Had I even previously entertained any pretense to being "smarter" than anybody else, Prof. Esenberg should know that law school is where you go to have it beaten out of you.

Rick Esenberg said...

You still don't get it. My post wasn't about Gableman but merely used the case to raise a point about the state punishment of speech. You can say that this ought to be permitted only for judges, but you need to defend that position. Sanctions by the WJC constitute state action. My remark about "loopholes" wasn't that it wouldn't have a negative connotation, but that the use of the term conveys nothing other than the speaker's conclusion.

Finally, as to my lending the prestige of Marquette University to WMC, part of my job is to comment on legal matters. I have colleagues that comment on things from a very different perspective and who might be said to be lending their prestige to very different organizations. They're doing their job as well.

illusory tenant said...

"My post wasn't about Gableman but merely used the case to raise a point about the state punishment of speech."

Right. My post was about Gableman, and referred to those portions of your post that wasn't about Gableman that were about Gableman.
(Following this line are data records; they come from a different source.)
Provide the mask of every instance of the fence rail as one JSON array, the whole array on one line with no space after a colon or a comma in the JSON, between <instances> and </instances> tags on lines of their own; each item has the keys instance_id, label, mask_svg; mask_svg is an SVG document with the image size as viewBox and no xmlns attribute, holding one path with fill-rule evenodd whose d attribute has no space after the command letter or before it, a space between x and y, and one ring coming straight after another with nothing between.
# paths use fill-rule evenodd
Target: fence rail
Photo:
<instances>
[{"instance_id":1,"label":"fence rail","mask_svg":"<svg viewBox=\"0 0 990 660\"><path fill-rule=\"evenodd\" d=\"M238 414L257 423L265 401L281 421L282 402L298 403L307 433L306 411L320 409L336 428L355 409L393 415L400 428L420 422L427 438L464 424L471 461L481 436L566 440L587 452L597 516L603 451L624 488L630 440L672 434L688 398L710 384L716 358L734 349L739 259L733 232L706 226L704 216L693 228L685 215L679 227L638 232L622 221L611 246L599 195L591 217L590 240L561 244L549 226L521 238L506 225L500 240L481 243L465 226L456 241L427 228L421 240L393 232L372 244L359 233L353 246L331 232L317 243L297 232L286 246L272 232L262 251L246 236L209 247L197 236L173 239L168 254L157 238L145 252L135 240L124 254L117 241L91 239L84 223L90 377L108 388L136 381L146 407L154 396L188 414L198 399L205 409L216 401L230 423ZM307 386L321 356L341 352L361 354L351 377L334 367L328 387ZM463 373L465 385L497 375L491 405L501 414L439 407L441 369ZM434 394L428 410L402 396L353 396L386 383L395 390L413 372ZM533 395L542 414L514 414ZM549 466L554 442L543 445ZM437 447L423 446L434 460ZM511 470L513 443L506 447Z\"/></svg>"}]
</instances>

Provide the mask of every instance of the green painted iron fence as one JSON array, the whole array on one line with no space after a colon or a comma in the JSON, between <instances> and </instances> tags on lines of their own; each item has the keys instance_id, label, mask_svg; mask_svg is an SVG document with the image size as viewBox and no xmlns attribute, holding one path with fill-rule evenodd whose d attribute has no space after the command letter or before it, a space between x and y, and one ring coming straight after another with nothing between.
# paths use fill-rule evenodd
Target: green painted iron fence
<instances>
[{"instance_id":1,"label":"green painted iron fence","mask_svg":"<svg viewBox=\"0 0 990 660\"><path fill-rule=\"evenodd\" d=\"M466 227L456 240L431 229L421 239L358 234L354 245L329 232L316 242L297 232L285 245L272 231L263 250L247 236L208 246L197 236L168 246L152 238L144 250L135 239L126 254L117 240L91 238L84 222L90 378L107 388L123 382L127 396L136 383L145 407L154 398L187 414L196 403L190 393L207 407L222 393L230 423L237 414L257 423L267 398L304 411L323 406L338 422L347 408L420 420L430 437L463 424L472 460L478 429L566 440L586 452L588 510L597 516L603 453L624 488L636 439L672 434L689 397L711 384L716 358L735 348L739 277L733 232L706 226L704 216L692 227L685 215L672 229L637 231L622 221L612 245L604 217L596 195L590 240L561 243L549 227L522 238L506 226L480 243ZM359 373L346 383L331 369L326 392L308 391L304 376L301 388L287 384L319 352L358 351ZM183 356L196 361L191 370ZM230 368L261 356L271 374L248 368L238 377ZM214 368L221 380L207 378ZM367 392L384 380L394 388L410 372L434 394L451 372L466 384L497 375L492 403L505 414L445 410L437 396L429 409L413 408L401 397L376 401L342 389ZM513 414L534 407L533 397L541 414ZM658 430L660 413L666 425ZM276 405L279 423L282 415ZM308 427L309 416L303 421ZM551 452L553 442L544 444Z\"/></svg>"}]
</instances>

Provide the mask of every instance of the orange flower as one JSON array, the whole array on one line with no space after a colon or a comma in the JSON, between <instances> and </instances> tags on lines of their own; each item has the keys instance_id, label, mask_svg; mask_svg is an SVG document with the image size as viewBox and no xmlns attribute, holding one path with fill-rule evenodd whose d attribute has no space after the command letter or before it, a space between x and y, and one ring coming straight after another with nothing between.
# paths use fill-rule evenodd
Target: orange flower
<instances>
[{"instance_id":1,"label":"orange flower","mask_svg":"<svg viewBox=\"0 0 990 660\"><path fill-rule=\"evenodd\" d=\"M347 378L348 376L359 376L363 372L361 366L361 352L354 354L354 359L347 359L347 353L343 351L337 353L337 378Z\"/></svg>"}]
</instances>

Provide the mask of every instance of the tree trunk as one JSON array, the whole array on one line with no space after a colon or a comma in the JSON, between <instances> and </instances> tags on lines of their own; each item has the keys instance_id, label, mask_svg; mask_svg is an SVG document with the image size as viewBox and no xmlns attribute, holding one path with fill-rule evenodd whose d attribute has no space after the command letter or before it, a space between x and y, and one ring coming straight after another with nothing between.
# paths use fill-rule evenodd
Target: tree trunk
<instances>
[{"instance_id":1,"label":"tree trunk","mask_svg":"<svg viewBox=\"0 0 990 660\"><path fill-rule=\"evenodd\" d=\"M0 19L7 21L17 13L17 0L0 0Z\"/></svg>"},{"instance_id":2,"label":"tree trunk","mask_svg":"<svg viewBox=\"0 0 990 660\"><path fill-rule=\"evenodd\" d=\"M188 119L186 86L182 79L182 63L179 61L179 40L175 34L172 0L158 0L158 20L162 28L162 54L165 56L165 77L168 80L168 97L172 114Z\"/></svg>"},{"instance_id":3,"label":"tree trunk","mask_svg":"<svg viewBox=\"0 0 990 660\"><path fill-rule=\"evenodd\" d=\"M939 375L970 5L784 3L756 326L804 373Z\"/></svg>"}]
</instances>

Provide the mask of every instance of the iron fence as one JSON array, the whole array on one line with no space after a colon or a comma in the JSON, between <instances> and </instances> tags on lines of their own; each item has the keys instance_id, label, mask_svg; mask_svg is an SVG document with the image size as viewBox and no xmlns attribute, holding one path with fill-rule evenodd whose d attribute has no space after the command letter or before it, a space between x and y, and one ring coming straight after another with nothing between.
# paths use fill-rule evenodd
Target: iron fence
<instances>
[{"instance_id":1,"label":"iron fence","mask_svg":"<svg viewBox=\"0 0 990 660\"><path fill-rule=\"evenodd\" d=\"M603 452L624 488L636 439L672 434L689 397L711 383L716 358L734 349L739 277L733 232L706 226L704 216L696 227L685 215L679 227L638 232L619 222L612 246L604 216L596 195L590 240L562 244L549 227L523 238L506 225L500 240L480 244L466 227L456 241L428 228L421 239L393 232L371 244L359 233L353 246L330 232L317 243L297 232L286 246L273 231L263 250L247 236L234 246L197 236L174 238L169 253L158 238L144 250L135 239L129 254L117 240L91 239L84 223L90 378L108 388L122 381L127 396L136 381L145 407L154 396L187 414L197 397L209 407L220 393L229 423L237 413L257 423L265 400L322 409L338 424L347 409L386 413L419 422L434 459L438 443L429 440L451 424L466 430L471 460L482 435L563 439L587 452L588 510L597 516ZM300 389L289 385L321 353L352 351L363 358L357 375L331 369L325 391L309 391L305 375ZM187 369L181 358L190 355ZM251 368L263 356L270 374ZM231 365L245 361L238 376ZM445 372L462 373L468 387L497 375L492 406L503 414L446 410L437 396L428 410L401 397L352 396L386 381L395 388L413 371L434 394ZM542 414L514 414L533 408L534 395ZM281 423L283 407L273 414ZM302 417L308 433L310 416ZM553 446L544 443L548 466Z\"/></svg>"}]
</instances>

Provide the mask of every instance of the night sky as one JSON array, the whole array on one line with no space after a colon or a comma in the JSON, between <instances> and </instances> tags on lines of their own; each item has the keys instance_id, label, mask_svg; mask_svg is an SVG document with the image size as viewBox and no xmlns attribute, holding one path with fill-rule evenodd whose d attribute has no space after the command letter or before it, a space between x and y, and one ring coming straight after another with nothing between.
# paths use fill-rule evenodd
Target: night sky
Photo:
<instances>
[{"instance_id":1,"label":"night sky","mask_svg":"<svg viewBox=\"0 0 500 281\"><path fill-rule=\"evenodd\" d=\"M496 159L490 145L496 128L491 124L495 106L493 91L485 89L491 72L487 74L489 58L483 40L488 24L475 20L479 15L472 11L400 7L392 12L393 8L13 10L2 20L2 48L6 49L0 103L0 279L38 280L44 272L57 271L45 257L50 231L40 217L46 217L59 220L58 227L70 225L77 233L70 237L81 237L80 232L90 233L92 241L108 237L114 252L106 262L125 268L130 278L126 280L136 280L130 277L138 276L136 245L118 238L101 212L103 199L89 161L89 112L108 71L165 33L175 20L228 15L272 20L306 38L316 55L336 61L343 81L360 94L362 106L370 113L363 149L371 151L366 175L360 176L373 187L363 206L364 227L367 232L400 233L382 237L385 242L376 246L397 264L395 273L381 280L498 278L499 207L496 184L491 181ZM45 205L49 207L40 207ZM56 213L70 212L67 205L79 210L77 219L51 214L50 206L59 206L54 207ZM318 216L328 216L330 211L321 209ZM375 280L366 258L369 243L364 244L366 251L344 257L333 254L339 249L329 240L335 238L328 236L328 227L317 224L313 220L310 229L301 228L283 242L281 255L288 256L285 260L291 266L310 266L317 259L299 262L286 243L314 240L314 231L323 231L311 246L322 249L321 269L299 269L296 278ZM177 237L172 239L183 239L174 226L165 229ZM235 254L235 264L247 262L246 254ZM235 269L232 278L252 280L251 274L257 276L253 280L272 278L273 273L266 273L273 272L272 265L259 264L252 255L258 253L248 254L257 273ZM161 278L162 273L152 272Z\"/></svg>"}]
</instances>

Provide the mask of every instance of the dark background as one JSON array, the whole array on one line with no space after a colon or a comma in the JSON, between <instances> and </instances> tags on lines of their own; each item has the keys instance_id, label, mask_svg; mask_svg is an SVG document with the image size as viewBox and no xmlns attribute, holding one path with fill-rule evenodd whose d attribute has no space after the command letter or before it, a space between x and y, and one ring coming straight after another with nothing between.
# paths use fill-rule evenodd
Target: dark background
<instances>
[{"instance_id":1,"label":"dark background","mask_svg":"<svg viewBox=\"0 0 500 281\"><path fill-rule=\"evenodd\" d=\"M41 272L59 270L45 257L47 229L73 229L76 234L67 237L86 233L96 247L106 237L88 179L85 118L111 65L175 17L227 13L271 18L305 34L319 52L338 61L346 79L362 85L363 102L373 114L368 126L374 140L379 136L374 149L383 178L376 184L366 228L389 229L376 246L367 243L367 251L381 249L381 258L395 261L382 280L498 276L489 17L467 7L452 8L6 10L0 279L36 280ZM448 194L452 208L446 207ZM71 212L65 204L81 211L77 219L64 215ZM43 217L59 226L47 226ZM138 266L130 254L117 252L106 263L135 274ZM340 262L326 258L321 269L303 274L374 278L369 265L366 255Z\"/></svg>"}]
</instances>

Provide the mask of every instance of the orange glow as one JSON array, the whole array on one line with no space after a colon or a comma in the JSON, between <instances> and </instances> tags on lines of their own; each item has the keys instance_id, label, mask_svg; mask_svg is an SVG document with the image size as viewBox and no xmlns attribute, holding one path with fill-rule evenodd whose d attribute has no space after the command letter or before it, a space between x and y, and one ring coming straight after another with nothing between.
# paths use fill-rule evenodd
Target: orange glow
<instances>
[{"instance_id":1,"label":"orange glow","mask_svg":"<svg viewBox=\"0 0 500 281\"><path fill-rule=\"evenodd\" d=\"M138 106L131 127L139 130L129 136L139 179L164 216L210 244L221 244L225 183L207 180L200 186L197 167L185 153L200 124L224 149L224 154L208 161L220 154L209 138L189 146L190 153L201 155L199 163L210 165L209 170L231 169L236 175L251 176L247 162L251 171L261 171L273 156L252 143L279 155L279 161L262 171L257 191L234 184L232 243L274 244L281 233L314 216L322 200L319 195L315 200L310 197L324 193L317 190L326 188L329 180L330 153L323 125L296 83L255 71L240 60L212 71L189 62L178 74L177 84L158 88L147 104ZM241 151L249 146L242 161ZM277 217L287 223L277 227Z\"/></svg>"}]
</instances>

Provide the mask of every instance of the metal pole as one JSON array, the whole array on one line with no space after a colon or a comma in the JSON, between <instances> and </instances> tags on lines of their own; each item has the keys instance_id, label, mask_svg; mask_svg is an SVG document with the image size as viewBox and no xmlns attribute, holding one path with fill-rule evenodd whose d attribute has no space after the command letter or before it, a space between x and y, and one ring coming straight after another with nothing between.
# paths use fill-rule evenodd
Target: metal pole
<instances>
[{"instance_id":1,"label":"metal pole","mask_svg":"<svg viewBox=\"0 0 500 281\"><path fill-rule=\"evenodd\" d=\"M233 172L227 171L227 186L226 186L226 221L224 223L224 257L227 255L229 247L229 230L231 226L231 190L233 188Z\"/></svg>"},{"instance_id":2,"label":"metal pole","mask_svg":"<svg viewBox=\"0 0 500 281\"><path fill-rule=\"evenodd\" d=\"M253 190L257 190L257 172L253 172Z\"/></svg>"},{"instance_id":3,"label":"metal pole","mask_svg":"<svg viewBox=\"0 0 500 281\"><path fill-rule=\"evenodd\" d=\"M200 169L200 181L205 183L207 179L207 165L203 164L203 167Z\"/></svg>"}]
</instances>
"My remark about 'loopholes' wasn't that it wouldn't have a negative connotation, but that the use of the term conveys nothing other than the speaker's conclusion."

You mean your remark about loopholes in your post that wasn't about Gableman?

You said loophole was "meaningless," but I appreciate the clarification. Because if it really is meaningless, then that sentence containing it as its object is meaningless, and you can't possibly say whether a meaningless sentence is true.

Anyway, I think we already had a pretty good idea about Gableman's conclusion(s). But it's the listener's conclusion that's at issue here. Gableman wasn't speaking to himself, or speaking in a vacuum.

Which raises another question, issuing from that post of yours that wasn't about Gableman: What difference does it make that Gableman's was an "extremely small buy"?

None, it seems to me. The question here involves the content of the ad, not how many times its message was repeated. Clearly, Gableman intended it to be seen and heard by as many potential voters as possible.

He admits as much in his most recent filing, where he depicts himself and his campaign staff scrambling to counter some third-party messages (by attacking Butler directly and personally, something he also needs to explain).

Anonymous said...

Ze famous pipe. How people reproached me for it! And yet, could you stuff my pipe? No, it's just a representation, is it not? So if I had written on my picture 'This is a pipe,' I'd have been lying!